# Structural basis for late maturation steps of mitochondrial respiratory chain complex IV within the human respirasome

**Authors:** Minh Duc Nguyen, Ana Sierra-Magro, Vivek Singh, Anas Khawaja, Alba Timón-Gómez, Antoni Barrientos, Joanna Rorbach

PMC · DOI: 10.1038/s41467-025-68274-3 · Nature Communications · 2026-01-10

## TL;DR

This study reveals how the final steps of a key mitochondrial complex, CIV, mature within a larger supercomplex called the respirasome, using a placeholder protein to ensure correct assembly.

## Contribution

The paper identifies HIGD2A as a placeholder in CIV that is replaced by NDUFA4 during the final maturation step of the respirasome.

## Key findings

- Respirasome biogenesis concludes with the final maturation of CIV while it is associated with CI and CIII₂.
- HIGD2A acts as a placeholder in CIV and is replaced by NDUFA4 during the last step of assembly.
- Defects in CIV assembly, including NDUFA4 deficiencies, are linked to severe neurological disorders.

## Abstract

The mitochondrial respiratory chain comprises four multimeric complexes (CI-CIV) that drive oxidative phosphorylation by transferring electrons to oxygen and generating the proton gradient required for ATP synthesis.
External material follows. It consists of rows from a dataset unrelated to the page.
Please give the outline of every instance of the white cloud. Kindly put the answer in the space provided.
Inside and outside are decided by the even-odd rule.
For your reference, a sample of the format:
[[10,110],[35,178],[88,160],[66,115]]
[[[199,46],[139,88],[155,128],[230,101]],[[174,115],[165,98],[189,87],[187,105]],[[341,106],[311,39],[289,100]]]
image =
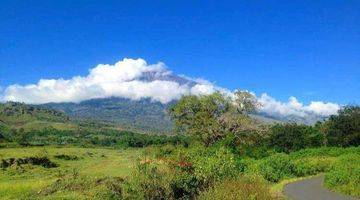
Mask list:
[[288,102],[280,102],[267,94],[262,94],[258,101],[261,103],[260,111],[272,116],[329,116],[336,114],[340,106],[335,103],[324,103],[321,101],[312,101],[309,105],[304,106],[295,97],[290,97]]
[[171,74],[163,63],[148,65],[143,59],[124,59],[114,65],[97,65],[86,77],[41,79],[37,84],[11,85],[5,89],[3,100],[41,104],[117,96],[134,100],[151,98],[167,103],[185,94],[208,94],[215,90],[208,82],[190,86],[169,80],[140,80],[149,72],[156,77]]
[[[155,78],[144,78],[149,74]],[[216,90],[231,95],[229,90],[216,87],[207,80],[173,75],[164,63],[149,65],[143,59],[125,58],[114,65],[99,64],[84,77],[41,79],[36,84],[8,86],[0,91],[0,100],[42,104],[116,96],[133,100],[151,98],[167,103],[182,95],[211,94]],[[267,94],[262,94],[258,100],[262,112],[278,116],[328,116],[340,108],[338,104],[319,101],[303,105],[295,97],[280,102]]]

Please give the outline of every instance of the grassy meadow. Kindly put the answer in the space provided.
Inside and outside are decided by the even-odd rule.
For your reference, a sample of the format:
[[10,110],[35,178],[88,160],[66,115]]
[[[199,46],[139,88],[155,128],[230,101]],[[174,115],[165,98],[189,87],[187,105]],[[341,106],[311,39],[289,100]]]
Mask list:
[[[113,150],[75,147],[23,147],[0,149],[0,160],[46,156],[58,166],[45,168],[24,164],[10,166],[0,173],[0,199],[39,198],[41,190],[66,176],[126,177],[131,174],[142,149]],[[66,156],[59,156],[66,155]],[[68,158],[70,157],[70,158]],[[46,198],[86,198],[82,192],[53,193]],[[37,197],[36,197],[37,196]],[[45,198],[45,196],[42,196]]]

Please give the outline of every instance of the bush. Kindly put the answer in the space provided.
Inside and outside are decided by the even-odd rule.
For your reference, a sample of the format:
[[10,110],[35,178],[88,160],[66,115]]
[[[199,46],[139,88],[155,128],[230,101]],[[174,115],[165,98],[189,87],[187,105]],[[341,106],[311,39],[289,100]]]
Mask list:
[[316,175],[327,171],[334,158],[318,157],[318,158],[302,158],[294,161],[295,175],[298,177]]
[[259,173],[268,181],[278,182],[293,177],[295,166],[286,154],[275,154],[262,160]]
[[360,197],[360,154],[347,154],[325,175],[325,185],[337,192]]
[[289,153],[322,144],[322,140],[320,131],[312,126],[295,123],[276,124],[270,129],[268,145],[278,152]]
[[315,149],[302,149],[290,154],[292,159],[305,158],[305,157],[338,157],[344,154],[360,154],[360,147],[321,147]]
[[258,177],[239,177],[216,183],[213,187],[200,193],[199,200],[270,200],[274,197],[270,193],[269,186]]
[[52,162],[47,157],[25,157],[25,158],[2,159],[0,163],[0,167],[6,169],[12,165],[20,166],[24,164],[40,165],[45,168],[57,167],[57,164]]

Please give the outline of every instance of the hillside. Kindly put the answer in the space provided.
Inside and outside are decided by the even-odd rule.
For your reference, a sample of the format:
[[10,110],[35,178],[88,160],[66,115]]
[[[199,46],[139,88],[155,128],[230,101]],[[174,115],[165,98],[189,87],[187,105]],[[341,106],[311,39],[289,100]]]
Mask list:
[[46,127],[61,130],[76,128],[64,112],[17,102],[0,104],[0,126],[1,129],[24,130]]
[[166,112],[170,105],[150,99],[133,101],[112,97],[80,103],[49,103],[41,107],[61,110],[76,121],[91,120],[115,124],[124,129],[169,133],[172,122]]

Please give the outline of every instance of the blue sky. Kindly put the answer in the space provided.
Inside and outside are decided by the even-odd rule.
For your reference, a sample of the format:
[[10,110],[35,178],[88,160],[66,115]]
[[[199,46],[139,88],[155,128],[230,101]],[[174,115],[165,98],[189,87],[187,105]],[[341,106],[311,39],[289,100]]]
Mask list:
[[231,90],[359,103],[360,1],[1,1],[0,86],[164,62]]

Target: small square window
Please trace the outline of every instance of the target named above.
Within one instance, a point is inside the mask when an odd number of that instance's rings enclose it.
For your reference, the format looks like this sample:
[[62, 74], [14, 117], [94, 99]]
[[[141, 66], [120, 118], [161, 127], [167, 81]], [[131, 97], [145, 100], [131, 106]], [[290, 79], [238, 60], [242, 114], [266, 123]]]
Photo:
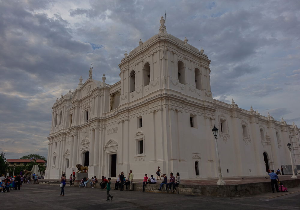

These complexes can associate into supercomplexes (SCs), such as the CI + CIII₂ + CIV respirasome, but how SCs form, by joining preassembled complexes or by engaging partially assembled intermediates, remains unresolved. Here, we use cryo-electron microscopy to determine high-resolution structures of native human CI + CIII₂ + CIV late-assembly intermediates. Together with biochemical analyses, these structures show that respirasome biogenesis concludes with the final maturation of CIV while it is associated with fully assembled CI and CIII₂. We identify HIGD2A as a placeholder factor within isolated and supercomplexed CIV that is replaced by subunit NDUFA4 during the last step of CIV and respirasome assembly. This mechanism suggests that placeholders such as HIGD2A act as molecular timers, preventing premature incorporation of NDUFA4 or its isoforms and ensuring the orderly progression of pre-SC particles into functional respirasomes. Since defects in CIV assembly, including NDUFA4 deficiencies, cause severe encephalomyopathies and neurodegenerative disorders, understanding the molecular architecture and assembly pathways of isolated and supercomplexed CIV offers insight into the pathogenic mechanisms underlying these conditions.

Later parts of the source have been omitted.